Small and medium reactors | Power plant design
SMRs on the radar in the USA6 November 2010
In September, American Nuclear Society released a report on licensing issues relating to small and medium sized reactors and the US regulator asked its staff to look into steps that could improve the review of license applications for SMRs.
The American Nuclear Society has released a report on generic US licensing issues relating to small and medium sized reactors.
The report comprises a set of white papers put together by the ANS Special Committee on SMR Generic Licensing Issues (http://www.ans.org/pi/smr/ans-smr-report.pdf), which was established by ANS president Tom Sanders earlier this year. The committee worked collaboratively with the US Department of Energy (DOE), the Nuclear Energy Institute (NEI), EPRI, and the IAEA.
Over the last six months the committee has put together eight white papers covering licensing framework issues (four papers), licensing application issues (two papers) and licensing design and manufacturing issues (two papers). A further six white papers are under way, scheduled for completion by November 2010.
Fee structure for SMRs has been one of the main issues. Currently the Nuclear Regulatory Commission (NRC) collects 90% of its annual appropriated budget through fees collected from nuclear power plant utilities. The SMR Special Committee report recommends that the NRC implements a sliding scale for annual fees ranging from $110,000 for 250MWt plants up to $4.72 million for 2000MWt plants. Plants with intermediate power ratings would be charged the minimum plus $2.60/kWt.
Also, the committee says that small reactors up to 300MWe should be exempt from some insurance requirements. A current exemption for small reactors less than 100MWe for secondary insurance should be extended to all small reactors rated less than 300MWe. It also says that SMRs should be allowed to pay less for property insurance than the currently required $1.06 billion, based on a 1000MWe plant. The committee recommends that a common SMR trust fund be set up instead. Such a fund could be administered similar to the existing decommissioning trust fund. Alternately, facilities could have an agreement with a common industry organization, such as Institute of Nuclear Power Operations (INPO), to provide funds to cover cleanup and stabilization costs of accidents involving SMRs.
Another white paper suggests that NRC staffing requirements are excessive, and might affect their economic viability.
On the subject of physical security, the white paper recommends that a new NRC Regulatory Guide is needed to address specific design aspects of the SMRs and to provide guidance on physical security and IAEA safeguards. It also suggests the use of automation, remote plant operations, and remote security for SMRs be evaluated for applicability to SMR designs.
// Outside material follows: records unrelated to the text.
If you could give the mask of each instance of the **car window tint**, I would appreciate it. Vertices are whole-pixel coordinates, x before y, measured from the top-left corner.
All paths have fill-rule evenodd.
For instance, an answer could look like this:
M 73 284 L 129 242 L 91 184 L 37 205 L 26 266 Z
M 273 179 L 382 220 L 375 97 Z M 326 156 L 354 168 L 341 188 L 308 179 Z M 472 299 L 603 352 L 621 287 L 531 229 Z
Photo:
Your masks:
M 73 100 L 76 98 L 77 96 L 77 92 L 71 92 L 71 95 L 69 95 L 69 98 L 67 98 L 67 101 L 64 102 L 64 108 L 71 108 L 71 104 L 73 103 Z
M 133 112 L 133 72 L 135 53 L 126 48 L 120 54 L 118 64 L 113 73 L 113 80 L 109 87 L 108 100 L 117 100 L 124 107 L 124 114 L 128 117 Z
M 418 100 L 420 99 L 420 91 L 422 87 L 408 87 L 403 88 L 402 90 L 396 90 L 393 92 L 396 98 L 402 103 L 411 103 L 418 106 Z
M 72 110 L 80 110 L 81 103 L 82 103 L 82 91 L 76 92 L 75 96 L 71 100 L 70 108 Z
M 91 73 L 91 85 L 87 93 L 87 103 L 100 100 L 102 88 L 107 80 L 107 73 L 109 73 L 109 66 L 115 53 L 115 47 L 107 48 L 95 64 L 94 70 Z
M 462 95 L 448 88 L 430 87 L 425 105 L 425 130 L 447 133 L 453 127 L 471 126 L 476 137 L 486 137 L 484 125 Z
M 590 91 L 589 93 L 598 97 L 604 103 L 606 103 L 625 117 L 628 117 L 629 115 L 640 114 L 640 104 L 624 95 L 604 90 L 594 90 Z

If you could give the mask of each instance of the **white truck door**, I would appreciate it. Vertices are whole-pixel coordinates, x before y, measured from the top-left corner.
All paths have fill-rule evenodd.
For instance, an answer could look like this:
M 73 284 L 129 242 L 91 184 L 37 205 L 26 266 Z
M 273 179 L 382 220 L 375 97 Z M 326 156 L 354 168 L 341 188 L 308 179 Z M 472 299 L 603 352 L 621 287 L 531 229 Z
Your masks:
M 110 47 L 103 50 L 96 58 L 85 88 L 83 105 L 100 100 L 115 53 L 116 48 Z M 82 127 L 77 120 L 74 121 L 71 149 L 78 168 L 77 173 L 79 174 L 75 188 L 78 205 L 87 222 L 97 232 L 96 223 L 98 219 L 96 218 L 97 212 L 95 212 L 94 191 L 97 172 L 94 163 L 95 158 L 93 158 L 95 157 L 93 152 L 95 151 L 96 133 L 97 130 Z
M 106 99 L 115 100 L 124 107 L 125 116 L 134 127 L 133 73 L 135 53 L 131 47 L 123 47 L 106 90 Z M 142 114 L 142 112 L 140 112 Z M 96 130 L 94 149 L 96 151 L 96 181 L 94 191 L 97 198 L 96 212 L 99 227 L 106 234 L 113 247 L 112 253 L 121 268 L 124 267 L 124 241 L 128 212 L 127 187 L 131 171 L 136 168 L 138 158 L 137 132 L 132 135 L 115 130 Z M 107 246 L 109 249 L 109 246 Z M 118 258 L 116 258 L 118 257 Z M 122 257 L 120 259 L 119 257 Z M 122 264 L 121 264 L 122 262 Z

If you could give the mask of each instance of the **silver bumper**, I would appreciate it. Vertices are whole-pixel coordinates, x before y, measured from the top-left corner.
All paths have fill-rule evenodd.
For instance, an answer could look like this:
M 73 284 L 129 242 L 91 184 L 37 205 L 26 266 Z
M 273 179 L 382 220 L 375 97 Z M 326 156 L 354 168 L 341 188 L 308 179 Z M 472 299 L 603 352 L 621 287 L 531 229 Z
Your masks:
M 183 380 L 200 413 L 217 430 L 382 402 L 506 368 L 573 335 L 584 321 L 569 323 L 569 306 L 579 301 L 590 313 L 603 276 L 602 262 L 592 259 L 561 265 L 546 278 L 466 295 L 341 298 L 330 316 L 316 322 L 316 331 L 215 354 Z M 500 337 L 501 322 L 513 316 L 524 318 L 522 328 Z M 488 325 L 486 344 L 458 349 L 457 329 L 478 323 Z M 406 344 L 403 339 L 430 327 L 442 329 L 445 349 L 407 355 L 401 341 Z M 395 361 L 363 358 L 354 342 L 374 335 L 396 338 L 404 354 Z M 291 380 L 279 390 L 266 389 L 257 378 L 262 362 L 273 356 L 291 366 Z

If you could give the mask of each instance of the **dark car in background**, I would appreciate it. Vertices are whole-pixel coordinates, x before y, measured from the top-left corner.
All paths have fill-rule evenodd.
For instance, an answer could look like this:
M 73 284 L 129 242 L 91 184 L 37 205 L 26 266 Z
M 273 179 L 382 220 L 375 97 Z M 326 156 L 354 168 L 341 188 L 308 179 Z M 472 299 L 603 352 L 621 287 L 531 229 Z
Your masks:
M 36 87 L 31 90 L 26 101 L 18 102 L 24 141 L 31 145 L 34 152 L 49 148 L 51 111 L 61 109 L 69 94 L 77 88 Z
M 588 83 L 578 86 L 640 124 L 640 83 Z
In separate news, in September NRC Commissioner George Apostolakis asked agency staff to take steps to improve the reviews of potential applications to licence small modular reactors.
The agency staff now has six months to produce a plan on how to more fully integrate the use of risk insights into pre-application activities and the potential review of small modular reactor applications.
“There is considerable interest in small modular reactors. The power level of these reactors would be significantly lower than that of existing reactors. Risk insights from probabilistic risk analyses could help focus resources on the most risk-significant aspects of a small modular reactor design and enhance the safety focus of review guidance in the near term,” said Apostolakis.
The NRC says US reactor vendors are working on several small modular reactor designs (including pressurized water reactors and sodium-cooled fast reactors). Utilities are discussing plans to install SMRs and the Department of Defense is studying the feasibility of using SMRs to power critical military installations.